Encryption Companies Throwing Shade Keeps Everyone in the Dark - p4bl0
http://motherboard.vice.com/read/encryption-companies-throwing-shade-keeps-everyone-in-the-dark

======
higherpurpose
I applaud Whatsapp for even considering this, but I would not trust it for
now, and not just because it's closed source. But they need to allow users to
authenticate each other somehow, and they also need to change their privacy
policy to match the technical change in encryption. Right now Whatsapp's
privacy policy still says Whatsapp can intercept your messages. That's
completely incompatible with the idea of end-to-end encryption also found in
Signal. So unless they also change that, then they can't be trusted when they
say the encryption is just as good as Signal's.
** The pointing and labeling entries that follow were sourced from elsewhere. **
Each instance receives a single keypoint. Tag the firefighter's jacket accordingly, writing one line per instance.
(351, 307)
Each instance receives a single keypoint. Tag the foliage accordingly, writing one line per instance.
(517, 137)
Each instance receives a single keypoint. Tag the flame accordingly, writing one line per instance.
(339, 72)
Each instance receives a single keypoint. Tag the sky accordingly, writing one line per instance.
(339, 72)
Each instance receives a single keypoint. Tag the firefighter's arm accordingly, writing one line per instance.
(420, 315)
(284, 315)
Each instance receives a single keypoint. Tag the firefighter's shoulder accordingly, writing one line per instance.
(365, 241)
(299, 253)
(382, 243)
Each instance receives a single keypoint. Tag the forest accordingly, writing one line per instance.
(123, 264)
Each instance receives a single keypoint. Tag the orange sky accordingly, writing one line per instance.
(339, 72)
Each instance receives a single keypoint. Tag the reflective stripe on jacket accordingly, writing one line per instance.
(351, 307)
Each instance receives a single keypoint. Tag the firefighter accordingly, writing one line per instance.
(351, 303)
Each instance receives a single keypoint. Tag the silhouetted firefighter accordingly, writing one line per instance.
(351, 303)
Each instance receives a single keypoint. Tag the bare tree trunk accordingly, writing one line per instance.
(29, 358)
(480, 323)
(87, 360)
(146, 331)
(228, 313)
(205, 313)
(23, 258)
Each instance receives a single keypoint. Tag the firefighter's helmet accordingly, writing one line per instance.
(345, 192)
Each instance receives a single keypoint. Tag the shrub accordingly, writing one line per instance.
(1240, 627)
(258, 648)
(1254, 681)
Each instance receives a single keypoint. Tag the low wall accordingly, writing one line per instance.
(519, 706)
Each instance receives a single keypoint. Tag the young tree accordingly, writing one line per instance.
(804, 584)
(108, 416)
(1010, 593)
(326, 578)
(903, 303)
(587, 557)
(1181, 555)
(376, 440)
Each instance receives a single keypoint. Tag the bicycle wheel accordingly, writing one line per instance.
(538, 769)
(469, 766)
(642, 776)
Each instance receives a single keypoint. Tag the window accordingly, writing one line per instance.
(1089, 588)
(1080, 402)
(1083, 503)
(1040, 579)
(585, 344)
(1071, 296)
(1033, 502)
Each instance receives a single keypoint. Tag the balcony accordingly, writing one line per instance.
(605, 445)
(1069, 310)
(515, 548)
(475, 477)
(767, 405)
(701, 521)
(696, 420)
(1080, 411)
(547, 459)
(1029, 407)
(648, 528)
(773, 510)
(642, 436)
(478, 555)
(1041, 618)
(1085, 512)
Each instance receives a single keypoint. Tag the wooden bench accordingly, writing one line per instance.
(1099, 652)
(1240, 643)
Another alarming thing is that Whatsapp has in fact not posted _anything_
about this. So as far as they're concerned they've never officially stated
that Whatsapp uses end-to-end encryption. It was only Moxie the one who
claimed that. Not that I don't believe Moxie, but at some point if Whatapp is
discovered to have given the data to some evil dictator (or the FBI) they can
just say "hey, I don't know where you got this idea that we can't see your
messages ourselves, but we can." And they'd be legally covered by the
unchanged privacy policy, too.

So if Whatsapp wants the benefit of everyone saying how secure it is for using
Axolotl, then they should first _commit_ to that.